CRETE. Priansos. Circa 320-270 BC. Stater (Silver, 25 mm, 11.35 g, 11 h). Female deity (Demeter or Persephone?) seated left on throne, head facing, placing her right hand on a serpent rising erect in front of her; behind to right, palm tree with two date clusters. Rev. ΠPIAN-ΣIEΩN Poseidon standing front, head to left, holding dolphin in his right hand and transverse trident in his left. Le Rider pl. XXVI, 20 (same dies). Pozzi (Boutin) 4471 (same dies). SNG Copenhagen 545 (same dies). Svoronos 3 and pl. XXVIII, 22 (same dies). Very rare. A beautifully toned and unusually well struck example without the usual heavy die wear. The obverse a bit weak and with some faint scratches on the reverse, otherwise, good very fine.
From an old Viennese collection, formed in the 1950s and 1960s and in 3rd generation family possession since.
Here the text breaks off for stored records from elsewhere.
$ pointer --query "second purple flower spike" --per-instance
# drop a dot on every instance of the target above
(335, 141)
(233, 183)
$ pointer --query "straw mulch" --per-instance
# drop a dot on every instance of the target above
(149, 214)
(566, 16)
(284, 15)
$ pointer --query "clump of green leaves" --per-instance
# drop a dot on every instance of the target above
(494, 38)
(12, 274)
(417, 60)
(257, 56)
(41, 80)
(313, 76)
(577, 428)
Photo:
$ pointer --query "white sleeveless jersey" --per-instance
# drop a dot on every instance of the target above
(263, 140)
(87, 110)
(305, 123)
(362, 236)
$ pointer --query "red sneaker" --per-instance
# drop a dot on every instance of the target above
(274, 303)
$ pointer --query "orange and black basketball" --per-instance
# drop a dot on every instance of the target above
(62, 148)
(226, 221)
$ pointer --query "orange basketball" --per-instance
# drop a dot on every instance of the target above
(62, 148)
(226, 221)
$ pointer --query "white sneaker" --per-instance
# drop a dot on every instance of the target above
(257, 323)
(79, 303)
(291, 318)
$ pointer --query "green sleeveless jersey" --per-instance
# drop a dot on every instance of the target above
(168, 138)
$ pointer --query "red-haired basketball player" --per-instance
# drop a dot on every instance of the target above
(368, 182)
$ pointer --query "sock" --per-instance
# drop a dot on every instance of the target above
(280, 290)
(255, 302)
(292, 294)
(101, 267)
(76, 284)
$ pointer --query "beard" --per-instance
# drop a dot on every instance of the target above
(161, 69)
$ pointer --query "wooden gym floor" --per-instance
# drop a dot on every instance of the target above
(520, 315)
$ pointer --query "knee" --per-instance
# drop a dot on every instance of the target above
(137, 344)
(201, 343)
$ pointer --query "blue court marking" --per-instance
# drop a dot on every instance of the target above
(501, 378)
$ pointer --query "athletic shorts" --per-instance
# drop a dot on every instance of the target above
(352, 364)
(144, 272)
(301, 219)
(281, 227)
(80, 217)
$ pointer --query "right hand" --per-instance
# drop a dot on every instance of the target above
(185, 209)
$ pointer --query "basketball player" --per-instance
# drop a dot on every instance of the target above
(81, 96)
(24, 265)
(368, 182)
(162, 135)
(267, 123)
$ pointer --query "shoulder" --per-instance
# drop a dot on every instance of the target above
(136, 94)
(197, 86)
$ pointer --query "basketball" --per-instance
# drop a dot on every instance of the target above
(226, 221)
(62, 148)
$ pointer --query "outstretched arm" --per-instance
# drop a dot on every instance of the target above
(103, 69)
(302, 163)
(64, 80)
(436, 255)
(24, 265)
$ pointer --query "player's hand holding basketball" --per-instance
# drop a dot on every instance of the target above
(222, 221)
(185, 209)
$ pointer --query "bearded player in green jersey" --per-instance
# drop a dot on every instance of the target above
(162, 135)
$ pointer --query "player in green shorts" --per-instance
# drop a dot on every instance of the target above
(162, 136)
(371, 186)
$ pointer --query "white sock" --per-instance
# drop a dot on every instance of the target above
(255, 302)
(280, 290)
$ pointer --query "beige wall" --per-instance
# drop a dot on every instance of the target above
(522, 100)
Priansos was one of the smaller Cretan poleis and little is known of its history other than a few mentions in Hellenistic and Roman inscriptions. The city lay on a hill on the eastern end of the fertile Messara Plain, some 6 km from the sea, with which it was connected through the small harbor of Inatos near today's Tsoutsouros. The very rare Hellenistic staters of Priansos bear the images of an uncertain female deity with a serpent and a date palm on the obverse and of Poseidon on the reverse. Svoronos identified the goddess as Hygieia, but the cult of Asklepios was not widespread on Crete and it has been suggested that the deity is Demeter or, perhaps more likely, Persephone, who is being seduced by Zeus in the form of a serpent. For a city such as Priansos, whose economy no doubt relied heavily on the overseas exports of agricultural products such as grain and fruits, the cults of Persephone and Poseidon certainly seem appropriate. Unfortunately, most of the very rare Priansian staters suffer from weak strikes and heavy die wear, with the obverses in particular being notoriously blurry and unattractive. The present coin, however, is a remarkable exception: not only has it never been cleaned and is hence beautifully toned, it is also unusually well struck.